We selected 8 genes with high expression in the transcriptome for subsequent tissue difference analysis. The tissue expression profiles of eight CSP genes showed that MtroCSP1 (F = 88.30, df = 5,18, P < 0.0001), MtroCSP2 (F = 7.0671, df = 5,18, P < 0.0001), MtroCSP3 (F = 216.82, df = 5,18, P < 0.0001), and MtroCSP6 (F = 221.94, df = 5,18, P < 0.0001) were highly expressed in the antennae, which was significantly different from other tissues. MtroCSP4 (F = 126.69, df = 5,18, P < 0.0001) was the most expressed in the head, not the antennae. MtroCSP7 (F = 36.228, df = 5,18, P < 0.0001) had a certain amount of expression in various tissues, the highest expression in antennae and cuticle, and there was no difference. The other two CSP genes, MtroCSP8 (F = 557.24, df = 5,18, P < 0.0001), MtroCSP9 (F = 4928.8, df = 5,18, P < 0.0001), had a certain amount of expression in other tissues except for in the midguts (Fig. 5B).

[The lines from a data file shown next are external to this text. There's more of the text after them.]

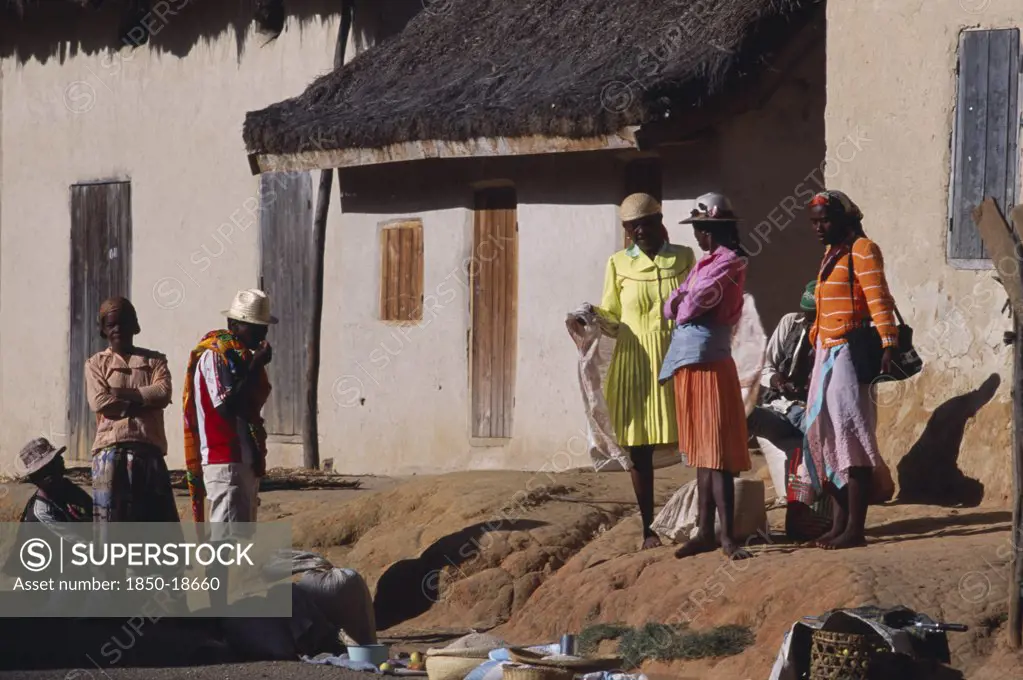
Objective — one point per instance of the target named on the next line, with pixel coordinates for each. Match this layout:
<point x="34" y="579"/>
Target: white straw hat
<point x="252" y="306"/>
<point x="638" y="206"/>
<point x="712" y="207"/>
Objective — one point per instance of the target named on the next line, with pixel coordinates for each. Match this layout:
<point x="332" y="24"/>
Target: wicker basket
<point x="848" y="656"/>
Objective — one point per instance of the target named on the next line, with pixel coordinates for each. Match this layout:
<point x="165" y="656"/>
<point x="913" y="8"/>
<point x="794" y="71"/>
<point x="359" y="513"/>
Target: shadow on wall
<point x="410" y="587"/>
<point x="929" y="473"/>
<point x="62" y="30"/>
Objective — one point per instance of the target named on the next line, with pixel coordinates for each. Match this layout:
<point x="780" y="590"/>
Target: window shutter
<point x="985" y="147"/>
<point x="401" y="271"/>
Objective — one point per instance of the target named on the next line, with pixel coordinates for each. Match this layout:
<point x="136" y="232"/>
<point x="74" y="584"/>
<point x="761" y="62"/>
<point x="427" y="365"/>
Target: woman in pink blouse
<point x="712" y="435"/>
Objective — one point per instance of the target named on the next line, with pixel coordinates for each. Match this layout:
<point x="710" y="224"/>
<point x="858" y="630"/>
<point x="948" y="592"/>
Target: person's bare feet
<point x="846" y="540"/>
<point x="696" y="546"/>
<point x="732" y="550"/>
<point x="824" y="540"/>
<point x="651" y="542"/>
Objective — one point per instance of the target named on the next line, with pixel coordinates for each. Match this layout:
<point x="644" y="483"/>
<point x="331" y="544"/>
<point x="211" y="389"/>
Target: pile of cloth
<point x="595" y="342"/>
<point x="326" y="602"/>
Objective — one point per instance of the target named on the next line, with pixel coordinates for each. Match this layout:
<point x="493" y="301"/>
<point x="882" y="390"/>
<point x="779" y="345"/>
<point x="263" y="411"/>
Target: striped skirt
<point x="712" y="429"/>
<point x="131" y="483"/>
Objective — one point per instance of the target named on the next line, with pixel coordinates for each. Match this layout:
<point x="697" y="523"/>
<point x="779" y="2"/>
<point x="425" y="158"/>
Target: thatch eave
<point x="535" y="69"/>
<point x="435" y="148"/>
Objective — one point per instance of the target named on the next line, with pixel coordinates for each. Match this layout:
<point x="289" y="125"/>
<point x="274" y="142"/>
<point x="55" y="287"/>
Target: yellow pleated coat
<point x="634" y="289"/>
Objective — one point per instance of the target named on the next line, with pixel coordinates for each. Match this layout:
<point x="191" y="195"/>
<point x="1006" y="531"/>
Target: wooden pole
<point x="1015" y="563"/>
<point x="1004" y="243"/>
<point x="310" y="431"/>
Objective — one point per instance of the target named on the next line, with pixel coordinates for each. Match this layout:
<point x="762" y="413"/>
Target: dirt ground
<point x="533" y="555"/>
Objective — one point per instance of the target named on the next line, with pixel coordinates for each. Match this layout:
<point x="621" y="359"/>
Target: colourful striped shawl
<point x="236" y="356"/>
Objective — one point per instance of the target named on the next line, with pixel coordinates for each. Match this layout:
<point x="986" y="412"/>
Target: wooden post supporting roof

Identification and Tissue Expression Profiles of Putative Ionotropic Receptor (IR) Genes from M. troglodyta

In total, 20 IR genes were identified from the antennal transcriptome. Sequence alignment results showed that most of them had high identity with other insect IR genes. However, 7 gene sequences were short, and it was speculated that they might be partial rather than full length, so they were not included in phylogenetic trees. The results of the phylogenetic tree showed that all IR genes were clustered with IR genes of other insects, of which MtroIR1 and MtroIR2 were clustered with genes of the IR21a family, indicating that these two genes might belong to the IR21a family. MtroIR6 was clustered with the genes of the IR25a family, which means that IR6 may be a member of the IR25a family (Fig. 6A, Supp Table S4 [online only]).

Fig. 6.

Phylogenetic analysis of IRs and the tissue-specific expression of IRs in M. troglodyta. (A) The phylogenetic tree was generated using MEGA X on the basis of ClustalW alignments. Branch numbers represent bootstrap values (1,000 replicates). Athetis dissimilis, Adis; Bombyx mandarina, Bman; Conogethes punctiferalis, Cpun; Dendrolimus houi, Dhou; Drosophila melanogaster, Dmel; Hedya nubiferana, Hnub; Helicoverpa armigera, Harm; Heortia vitessoides, Hvit; Lobesia botrana, Lbot; Manduca sexta, Msex; Mythimna separata, Msep; Ostrinia furnacalis, Ofur; Spodoptera littoralis, Slit.Trichoplusia ni, Tni. (B) The tissue-specific expression of IRs in M. troglodyta. A: antenna; H: head; C: cuticle; M: midgut; F: forewing; Hi: hindwing.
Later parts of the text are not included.